The hosts lean towards the former, arguing that while markets are imperfect ("second best"), the proposed solution must demonstrably improve upon the existing suboptimal system. Simply pointing out market imperfections is insufficient.
The Role of Externalities and Price Setting
The discussion touches on externalities in the real estate market, such as the "good" versus "bad" tenant dynamic. However, it's argued that market-based solutions, like observing tenant history and offering long-term contracts, can address these without government intervention.
The difficulty of accurately setting prices to correct externalities is highlighted. Without a market, determining the "correct" price adjustment is speculative, and interventions can easily lead to overcorrection and worse outcomes. The historical track record of government price-setting is generally poor.

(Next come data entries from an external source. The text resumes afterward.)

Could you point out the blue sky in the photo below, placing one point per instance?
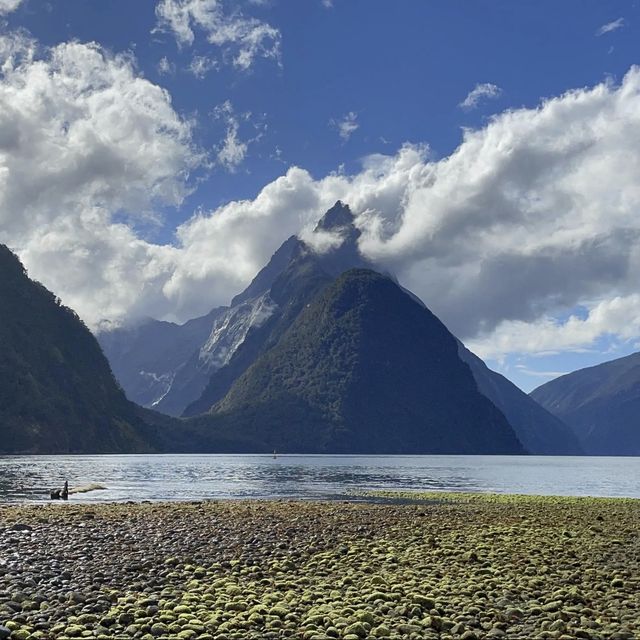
(331, 87)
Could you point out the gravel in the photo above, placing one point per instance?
(464, 566)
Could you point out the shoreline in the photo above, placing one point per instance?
(458, 565)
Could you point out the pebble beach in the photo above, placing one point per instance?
(437, 566)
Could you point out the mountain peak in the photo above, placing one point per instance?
(338, 217)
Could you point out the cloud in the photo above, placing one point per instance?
(86, 143)
(201, 65)
(610, 26)
(165, 67)
(347, 126)
(485, 91)
(242, 39)
(7, 6)
(233, 151)
(532, 215)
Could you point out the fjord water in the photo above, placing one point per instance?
(203, 477)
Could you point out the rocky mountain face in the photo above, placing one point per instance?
(601, 404)
(540, 431)
(364, 368)
(57, 392)
(167, 367)
(186, 370)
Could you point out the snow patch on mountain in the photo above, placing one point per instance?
(231, 328)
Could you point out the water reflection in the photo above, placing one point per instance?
(30, 478)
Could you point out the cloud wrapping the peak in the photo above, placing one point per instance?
(242, 38)
(531, 215)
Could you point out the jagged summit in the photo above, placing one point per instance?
(338, 217)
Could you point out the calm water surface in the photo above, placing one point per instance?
(201, 477)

Conclusion: The Overwhelming Costs of Rent Control
In summary, while acknowledging the policy motivations behind rent control, particularly the desire for redistribution and addressing perceived market failures, the podcast concludes that the economic arguments against it are substantial. The potential benefits, even when "steelmanned," are unlikely to outweigh the almost certain negative consequences, including:
- Reduced long-term housing supply.
- Deterioration of housing quality.
- Distortion of market signals.
The hosts emphasize that the primary dysfunction in many high-rent cities is not a lack of rent control but rather an undersupply of housing, often exacerbated by restrictive regulations. The most effective solution, they argue, is to increase housing supply by making development more feasible.
The episode concludes by thanking listeners and promoting the podcast's availability on various platforms.